Might not be exactly right, but you get the idea.
There is an example somewhere on Microsoft's website of this.
05-14-2009
Phuzzillogic

Just realized it's commonly called DOTproduct, not inproduct, sorry for the confusion :)

I'm using all this to pull out some statistics from large amounts of data (typically structured in matrix/vectors). I'm mainly experimenting now and I'll need to repeat these calculations on quite some datasets overnight.

I will look into the unroll/split method and Intel IPP lib. I assume the IPP lib doesn't come with source code? Dunno how flexible that lib is, but I've read that IPP especially performs well on large vectors (much larger than 32) and I do have quite a lot of these vectors but I need that logistics thing (1/exp) after every 32. So guess I'd need some modifications.
05-14-2009
JVene

I've had good luck with inline assembler for SSEn, but then I've only done that for non-portable work, and usually in VC++ - though lately I've had to work this in ARM VFP inline under GCC 4, which isn't as 'friendly' to inline assembler techniques IMO.

I too haven't quite found the 'trick' to reliable SSEn optimization from C/C++ code with any VC compiler settings, and perhaps the only really good way other than inline assembler is the intrinsic function API (I'm not a particular customer candidate for Intel IPP myself).

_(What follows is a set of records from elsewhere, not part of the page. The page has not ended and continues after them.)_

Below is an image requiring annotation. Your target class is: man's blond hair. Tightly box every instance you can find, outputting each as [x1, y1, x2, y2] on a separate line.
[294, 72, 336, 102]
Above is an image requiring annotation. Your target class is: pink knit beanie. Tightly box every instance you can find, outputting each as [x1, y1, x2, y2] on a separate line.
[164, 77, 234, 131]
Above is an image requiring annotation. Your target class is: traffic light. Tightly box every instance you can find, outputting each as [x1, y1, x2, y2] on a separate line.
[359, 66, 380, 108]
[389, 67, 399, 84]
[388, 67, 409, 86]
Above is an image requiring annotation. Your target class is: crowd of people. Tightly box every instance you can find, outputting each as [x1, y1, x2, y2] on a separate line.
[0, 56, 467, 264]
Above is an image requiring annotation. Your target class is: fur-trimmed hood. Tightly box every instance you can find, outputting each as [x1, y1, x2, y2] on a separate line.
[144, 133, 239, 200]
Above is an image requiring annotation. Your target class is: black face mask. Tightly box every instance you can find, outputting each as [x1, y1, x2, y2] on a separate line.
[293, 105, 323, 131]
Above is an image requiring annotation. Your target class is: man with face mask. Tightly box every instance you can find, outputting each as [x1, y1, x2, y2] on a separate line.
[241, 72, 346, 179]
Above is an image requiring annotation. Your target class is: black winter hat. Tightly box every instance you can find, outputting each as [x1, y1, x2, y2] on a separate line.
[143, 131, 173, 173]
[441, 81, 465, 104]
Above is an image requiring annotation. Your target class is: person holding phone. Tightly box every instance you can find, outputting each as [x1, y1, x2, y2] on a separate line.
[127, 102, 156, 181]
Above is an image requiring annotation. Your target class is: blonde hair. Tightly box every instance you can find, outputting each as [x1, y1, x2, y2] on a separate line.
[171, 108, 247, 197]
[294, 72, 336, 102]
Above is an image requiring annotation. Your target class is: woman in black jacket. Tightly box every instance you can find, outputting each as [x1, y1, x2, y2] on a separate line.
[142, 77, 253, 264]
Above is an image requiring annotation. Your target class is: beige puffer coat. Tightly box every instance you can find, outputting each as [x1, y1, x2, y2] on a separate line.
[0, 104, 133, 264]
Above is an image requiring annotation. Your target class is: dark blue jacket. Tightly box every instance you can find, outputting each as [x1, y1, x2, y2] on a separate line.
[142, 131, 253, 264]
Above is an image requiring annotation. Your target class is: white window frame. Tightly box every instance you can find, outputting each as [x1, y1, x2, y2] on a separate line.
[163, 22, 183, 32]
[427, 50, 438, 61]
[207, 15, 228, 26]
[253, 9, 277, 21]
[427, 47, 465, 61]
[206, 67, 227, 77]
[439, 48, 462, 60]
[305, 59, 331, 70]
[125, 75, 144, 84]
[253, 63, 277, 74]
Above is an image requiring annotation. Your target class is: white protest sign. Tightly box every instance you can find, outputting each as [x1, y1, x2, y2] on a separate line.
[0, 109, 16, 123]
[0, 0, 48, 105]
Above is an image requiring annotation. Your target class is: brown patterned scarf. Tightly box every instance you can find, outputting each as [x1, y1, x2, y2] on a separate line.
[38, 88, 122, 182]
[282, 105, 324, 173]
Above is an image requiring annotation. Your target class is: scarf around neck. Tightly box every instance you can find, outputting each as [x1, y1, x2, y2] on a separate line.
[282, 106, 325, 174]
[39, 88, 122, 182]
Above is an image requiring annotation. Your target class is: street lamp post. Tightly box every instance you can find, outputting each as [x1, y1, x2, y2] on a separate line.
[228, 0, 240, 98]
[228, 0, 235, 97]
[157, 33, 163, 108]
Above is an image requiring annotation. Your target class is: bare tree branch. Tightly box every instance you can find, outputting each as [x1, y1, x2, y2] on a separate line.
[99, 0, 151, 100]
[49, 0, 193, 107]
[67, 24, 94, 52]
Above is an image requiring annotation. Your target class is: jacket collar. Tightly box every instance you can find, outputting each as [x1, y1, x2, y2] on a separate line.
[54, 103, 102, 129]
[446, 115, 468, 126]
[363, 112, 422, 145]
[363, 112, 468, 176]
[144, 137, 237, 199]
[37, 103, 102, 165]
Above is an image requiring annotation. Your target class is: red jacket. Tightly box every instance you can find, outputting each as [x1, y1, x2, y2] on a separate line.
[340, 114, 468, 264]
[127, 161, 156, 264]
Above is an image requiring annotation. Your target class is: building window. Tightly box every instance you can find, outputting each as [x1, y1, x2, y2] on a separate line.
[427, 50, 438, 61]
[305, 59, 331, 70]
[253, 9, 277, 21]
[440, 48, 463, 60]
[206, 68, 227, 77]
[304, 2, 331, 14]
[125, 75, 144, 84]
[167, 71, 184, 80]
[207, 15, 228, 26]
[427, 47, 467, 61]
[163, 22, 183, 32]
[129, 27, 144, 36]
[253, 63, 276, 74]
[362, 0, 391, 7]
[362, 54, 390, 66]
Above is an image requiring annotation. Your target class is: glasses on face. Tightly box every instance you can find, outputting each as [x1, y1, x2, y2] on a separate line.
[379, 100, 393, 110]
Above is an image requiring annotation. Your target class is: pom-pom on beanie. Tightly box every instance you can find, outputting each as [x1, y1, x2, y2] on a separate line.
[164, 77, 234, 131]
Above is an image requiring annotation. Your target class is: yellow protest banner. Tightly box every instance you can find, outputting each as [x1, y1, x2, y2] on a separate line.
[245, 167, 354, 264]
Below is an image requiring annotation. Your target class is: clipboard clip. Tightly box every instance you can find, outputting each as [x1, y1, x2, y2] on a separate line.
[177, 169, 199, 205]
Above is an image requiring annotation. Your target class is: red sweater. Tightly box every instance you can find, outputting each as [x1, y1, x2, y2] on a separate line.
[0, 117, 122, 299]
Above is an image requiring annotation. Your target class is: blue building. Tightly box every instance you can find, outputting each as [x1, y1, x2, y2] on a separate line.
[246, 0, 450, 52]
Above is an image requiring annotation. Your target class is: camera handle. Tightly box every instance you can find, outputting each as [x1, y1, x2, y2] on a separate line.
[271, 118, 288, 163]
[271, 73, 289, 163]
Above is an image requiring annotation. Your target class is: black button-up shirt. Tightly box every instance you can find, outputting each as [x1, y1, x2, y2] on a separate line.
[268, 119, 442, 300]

I can say this, however: If you chose inline assembler as the implementation to a Vector/Matrix/Quaternion class - the results are definately worth it!
05-14-2009
Salem

> In fact with SSE2 it even became slower
Did you take note of the alignment requirements for the input data?

Code:

for (int i=0; i<32; i += 4) { total[0] += vec1[i] * vec2[i]; total[1] += vec1[i+1] * vec2[i+1]; total[2] += vec1[i+2] * vec2[i+2]; total[3] += vec1[i+3] * vec2[i+3]; }

Making use of displacement addressing modes
Art of Assembly: Chapter Four-2
and saving 3 R-M-W cycles on the index variable.